TITLE

Outbreak of Mycobacterium chelonae Infection Associated with Tattoo Ink

AUTHOR(S)
Kennedy, Byron S.; Bedard, Brenden; Younge, Mary; Tuttle, Deborah; Ammerman, Eric; Ricci, John; Doniger, Andrew S.; Escuyer, Vincent E.; Mitchell, Kara; Noble-Wang, Judith A.; O'Connell, Heather A.; Lanier, William A.; Katz, Linda M.; Betts, Robert F.; Mercurio, Mary Gail; Scott, Glynis A.; Lewis, Matthew A.; Goldgeier, Mark H.
PUB. DATE
September 2012
SOURCE
New England Journal of Medicine;9/13/2012, Vol. 367 Issue 11, p1020
SOURCE TYPE
Academic Journal
DOC. TYPE
Article
ABSTRACT
Background: In January 2012, on the basis of an initial report from a dermatologist, we began to investigate an outbreak of tattoo-associated Mycobacterium chelonae skin and soft-tissue infections in Rochester, New York.
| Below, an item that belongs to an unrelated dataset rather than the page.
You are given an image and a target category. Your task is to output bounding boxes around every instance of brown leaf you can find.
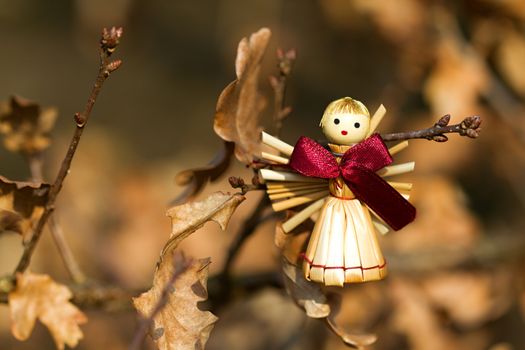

The main goals were to identify the extent, cause, and form of transmission of the outbreak and to prevent further cases of infection. Methods: We analyzed data from structured interviews with the patients, histopathological testing of skin-biopsy specimens, acid-fast bacilli smears, and microbial cultures and antimicrobial susceptibility testing. We also performed DNA sequencing, pulsed-field gel electrophoresis (PFGE), cultures of the ink and ingredients used in the preparation and packaging of the ink, assessment of source water and faucets at tattoo parlors, and investigation of the ink manufacturer. Results: Between October and December 2011, a persistent, raised, erythematous rash in the tattoo area developed in 19 persons (13 men and 6 women) within 3 weeks after they received a tattoo from a single artist who used premixed gray ink; the highest occurrence of tattooing and rash onset was in November (accounting for 15 and 12 patients, respectively). The average age of the patients was 35 years (range, 18 to 48). Skin-biopsy specimens, obtained from 17 patients, showed abnormalities in all 17, with M. chelonae isolated from 14 and confirmed by means of DNA sequencing. PFGE analysis showed indistinguishable patterns in 11 clinical isolates and one of three unopened bottles of premixed ink. Eighteen of the 19 patients were treated with appropriate antibiotics, and their condition improved. Conclusions: The premixed ink was the common source of infection in this outbreak. These findings led to a recall by the manufacturer.